TypeError – If xs contains arrays from different array libraries or contains a non-array.

Typical usage is to pass the arguments of a function to array_namespace() at the top of a function to get the corresponding array API namespace:

def your_function(x, y):
    xp = array_api_compat.array_namespace(x, y)
    # Now use xp as the array library namespace
    return xp.mean(x, axis=0) + 2*xp.std(y, axis=0)

Wrapped array namespaces can also be imported directly. For example, array_namespace(np.array(...)) will return array_api_compat.numpy. This function will also work for any array library not wrapped by array-api-compat if it explicitly defines __array_namespace__ (the wrapped namespace is always preferred if it exists).

array_api_compat.is_array_api_obj(x)

Return True if x is an array API compatible array object.

Array Method Helpers

array-api-compat does not attempt to wrap or monkey patch the array object for any library. Consequently, any API differences for the array object cannot be directly wrapped. Some libraries do not define some of these methods or define them differently. For these, helper functions are provided which can be used instead.

Note that if you have a compatibility issue with an operator method (like __add__, i.e., +) you can prefer to use the corresponding elementwise function instead, which would be wrapped.

array_api_compat.device(x: Array, /) Device

Hardware device the array data resides on.

This is equivalent to x.device according to the standard. This helper is included because some array libraries either do not have the device attribute or include it with an incompatible API.

Parameters:

x (array) – array instance from an array API compatible library.

Returns:

out (device) – a device object (see the Device Support section of the array API specification).

Notes

For NumPy the device is always "cpu". For Dask, the device is always a special DASK_DEVICE object.

See also

to_device

Move array data to a different device.

array_api_compat.to_device(x: Array, device: Device, /, *, stream: int | Any | None = None) Array

Copy the array from the device on which it currently resides to the specified device.

This is equivalent to x.to_device(device, stream=stream) according to the standard. This helper is included because some array libraries do not have the to_device method.

Parameters:
  • x (array) – array instance from an array API compatible library.

  • device (device) – a device object (see the Device Support section of the array API specification).

  • stream (Optional[Union[int, Any]]) – stream object to use during copy. In addition to the types supported in array.__dlpack__, implementations may choose to support any library-specific stream object with the caveat that any code using such an object would not be portable.

Returns:

out (array) – an array with the same data and data type as x and located on the specified device.

Notes

For NumPy, this function effectively does nothing since the only supported device is the CPU. For CuPy, this method supports CuPy CUDA Device and Stream objects. For PyTorch, this is the same as x.to(device) (the stream argument is not supported in PyTorch).

See also

device

Hardware device the array data resides on.

array_api_compat.size(x)

Return the total number of elements of x.

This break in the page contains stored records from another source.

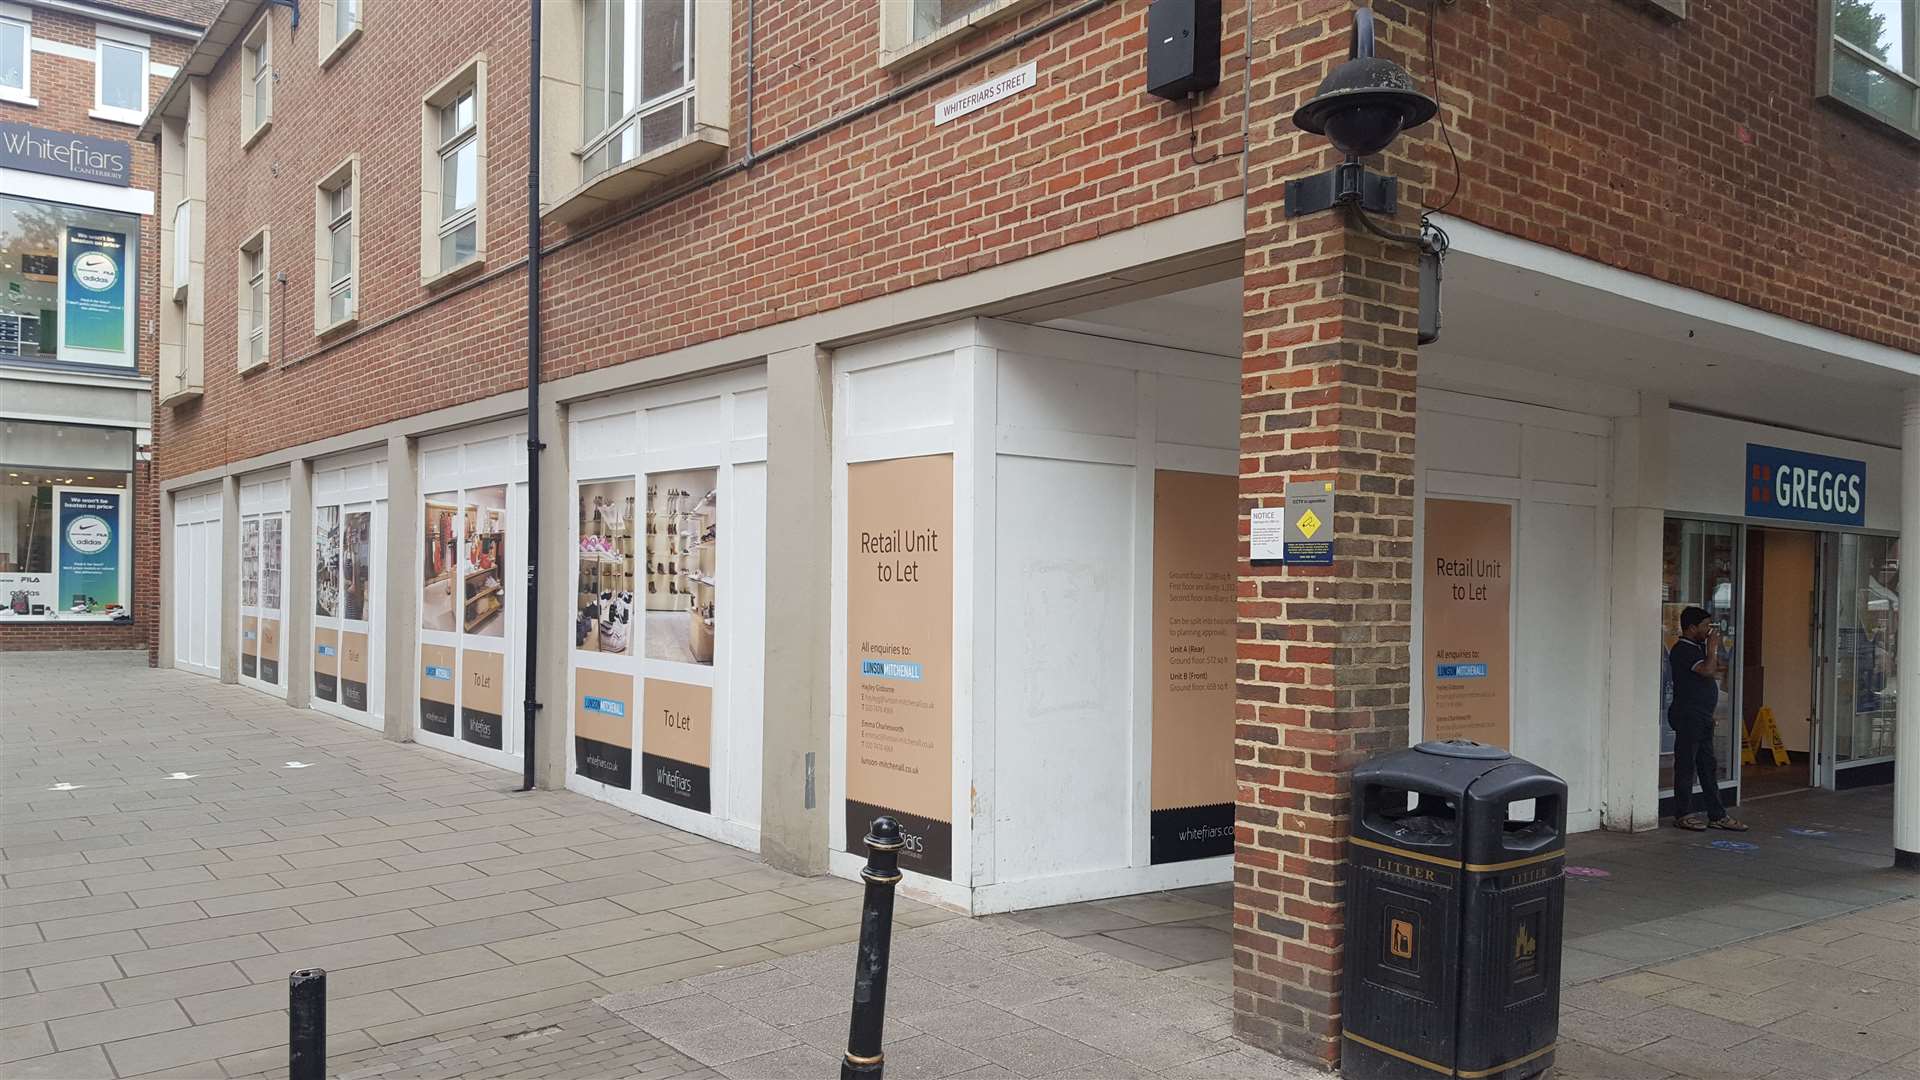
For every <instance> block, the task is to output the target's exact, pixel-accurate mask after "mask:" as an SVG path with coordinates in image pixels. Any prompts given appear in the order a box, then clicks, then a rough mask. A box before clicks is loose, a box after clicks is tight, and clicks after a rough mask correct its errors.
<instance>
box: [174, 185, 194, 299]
mask: <svg viewBox="0 0 1920 1080" xmlns="http://www.w3.org/2000/svg"><path fill="white" fill-rule="evenodd" d="M182 213H184V215H186V217H184V221H182V217H180V215H182ZM182 225H184V227H182ZM171 227H173V252H171V256H173V258H171V259H169V273H171V275H173V281H169V282H167V284H169V286H171V292H173V302H175V304H186V296H188V294H190V292H192V277H194V263H192V258H194V252H192V246H190V244H186V238H188V236H192V234H194V200H190V198H184V196H182V198H180V200H177V202H175V204H173V223H171Z"/></svg>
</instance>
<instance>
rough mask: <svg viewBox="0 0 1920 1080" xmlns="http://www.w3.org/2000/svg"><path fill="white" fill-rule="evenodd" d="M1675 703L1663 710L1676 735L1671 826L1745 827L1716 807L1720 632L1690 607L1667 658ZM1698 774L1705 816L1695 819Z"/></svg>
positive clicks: (1698, 613) (1700, 796)
mask: <svg viewBox="0 0 1920 1080" xmlns="http://www.w3.org/2000/svg"><path fill="white" fill-rule="evenodd" d="M1667 667H1668V673H1670V676H1672V686H1674V700H1672V705H1667V726H1670V728H1672V730H1674V824H1678V826H1680V828H1692V830H1693V832H1701V830H1705V828H1724V830H1728V832H1745V830H1747V826H1745V824H1743V822H1740V821H1736V819H1732V817H1728V815H1726V807H1724V805H1722V803H1720V763H1718V761H1715V757H1713V707H1715V705H1718V703H1720V682H1718V678H1720V671H1722V667H1720V632H1718V630H1715V626H1713V613H1711V611H1707V609H1705V607H1688V609H1686V611H1682V613H1680V640H1676V642H1674V648H1672V651H1668V653H1667ZM1695 774H1699V801H1701V803H1703V805H1705V807H1707V813H1705V815H1701V813H1693V776H1695Z"/></svg>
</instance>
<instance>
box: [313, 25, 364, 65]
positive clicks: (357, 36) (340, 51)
mask: <svg viewBox="0 0 1920 1080" xmlns="http://www.w3.org/2000/svg"><path fill="white" fill-rule="evenodd" d="M357 40H359V25H355V27H353V29H351V31H348V33H346V37H342V38H340V40H336V42H334V46H332V48H328V50H326V54H324V56H321V69H323V71H324V69H328V67H332V63H334V61H336V60H340V54H342V52H346V50H348V46H351V44H353V42H357Z"/></svg>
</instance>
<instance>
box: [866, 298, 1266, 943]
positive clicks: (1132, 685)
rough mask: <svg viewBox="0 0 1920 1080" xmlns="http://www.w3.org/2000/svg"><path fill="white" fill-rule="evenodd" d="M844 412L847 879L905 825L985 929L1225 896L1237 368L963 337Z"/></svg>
mask: <svg viewBox="0 0 1920 1080" xmlns="http://www.w3.org/2000/svg"><path fill="white" fill-rule="evenodd" d="M833 394H835V398H833V419H835V432H833V454H835V461H833V477H835V484H833V488H835V490H833V500H835V509H833V523H835V546H833V548H835V565H833V646H835V655H833V663H831V671H833V686H831V701H833V705H831V709H833V723H831V732H833V736H831V738H833V744H831V749H833V765H835V767H833V790H831V803H829V805H831V809H833V813H831V815H829V847H831V849H833V855H831V865H833V871H835V872H839V874H843V876H852V874H854V872H856V871H858V867H860V863H862V861H864V853H862V847H860V836H862V834H864V826H866V821H868V819H870V815H872V813H893V815H895V817H899V819H900V821H902V824H904V826H906V834H908V849H906V851H904V853H902V869H906V871H908V876H906V888H908V894H918V896H927V897H935V899H939V901H945V903H952V905H958V907H964V909H970V911H975V913H985V911H1008V909H1021V907H1039V905H1048V903H1064V901H1071V899H1083V897H1092V896H1117V894H1129V892H1144V890H1154V888H1175V886H1185V884H1196V882H1212V880H1225V878H1227V876H1231V849H1233V847H1231V842H1233V798H1235V788H1233V648H1235V636H1233V594H1235V536H1233V534H1235V503H1236V488H1235V475H1236V469H1238V452H1236V438H1238V436H1236V430H1238V359H1236V357H1221V356H1206V354H1194V352H1179V350H1169V348H1156V346H1146V344H1133V342H1116V340H1106V338H1094V336H1085V334H1071V332H1060V331H1048V329H1039V327H1023V325H1014V323H995V321H962V323H954V325H948V327H939V329H933V331H922V332H912V334H904V336H899V338H887V340H879V342H872V344H862V346H852V348H847V350H841V352H839V354H837V356H835V373H833ZM1156 540H1158V542H1162V544H1164V546H1165V550H1164V552H1158V553H1156ZM1156 705H1158V707H1156ZM1156 724H1158V726H1160V732H1158V738H1156ZM1156 769H1158V771H1160V773H1162V774H1160V776H1158V778H1156ZM902 778H904V782H902ZM1156 780H1158V782H1156ZM1156 832H1160V834H1162V836H1156ZM916 840H918V844H916Z"/></svg>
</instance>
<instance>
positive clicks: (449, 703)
mask: <svg viewBox="0 0 1920 1080" xmlns="http://www.w3.org/2000/svg"><path fill="white" fill-rule="evenodd" d="M453 661H455V653H453V648H451V646H420V730H422V732H432V734H444V736H447V738H453V686H455V684H453Z"/></svg>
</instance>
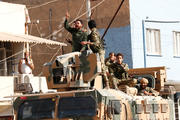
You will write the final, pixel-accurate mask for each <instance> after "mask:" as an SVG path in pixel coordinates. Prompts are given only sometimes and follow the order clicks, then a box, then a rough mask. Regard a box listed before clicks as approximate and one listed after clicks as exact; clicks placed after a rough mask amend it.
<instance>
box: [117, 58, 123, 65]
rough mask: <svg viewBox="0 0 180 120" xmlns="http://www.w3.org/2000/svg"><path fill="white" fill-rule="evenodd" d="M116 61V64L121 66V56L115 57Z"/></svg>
mask: <svg viewBox="0 0 180 120" xmlns="http://www.w3.org/2000/svg"><path fill="white" fill-rule="evenodd" d="M116 61H117V63H119V64H121V63H122V62H123V58H122V56H117V57H116Z"/></svg>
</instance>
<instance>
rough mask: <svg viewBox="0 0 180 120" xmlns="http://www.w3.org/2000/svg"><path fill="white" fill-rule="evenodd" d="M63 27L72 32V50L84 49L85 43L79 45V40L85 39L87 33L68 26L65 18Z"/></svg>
mask: <svg viewBox="0 0 180 120" xmlns="http://www.w3.org/2000/svg"><path fill="white" fill-rule="evenodd" d="M64 28H65V29H66V30H67V31H69V32H70V33H71V34H72V52H75V51H83V50H85V49H86V45H81V42H82V41H87V33H86V32H84V31H82V30H79V29H76V28H72V27H70V26H69V23H68V21H67V19H66V20H65V22H64Z"/></svg>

This is equivalent to x.size according to the standard. This helper is included because PyTorch defines size in an incompatible way.

Inspection Helpers

These convenience functions can be used to test if an array comes from a specific library without importing that library if it hasn’t been imported yet.

array_api_compat.is_numpy_array(x)

Return True if x is a NumPy array.

This function does not import NumPy if it has not already been imported and is therefore cheap to use.

This also returns True for ndarray subclasses and NumPy scalar objects.

array_api_compat.is_cupy_array(x)

Return True if x is a CuPy array.

This function does not import CuPy if it has not already been imported and is therefore cheap to use.

This also returns True for cupy.ndarray subclasses and CuPy scalar objects.

array_api_compat.is_torch_array(x)

Return True if x is a PyTorch tensor.

This function does not import PyTorch if it has not already been imported and is therefore cheap to use.

array_api_compat.is_dask_array(x)

Return True if x is a dask.array Array.

This function does not import dask if it has not already been imported and is therefore cheap to use.

array_api_compat.is_jax_array(x)

Return True if x is a JAX array.

This function does not import JAX if it has not already been imported and is therefore cheap to use.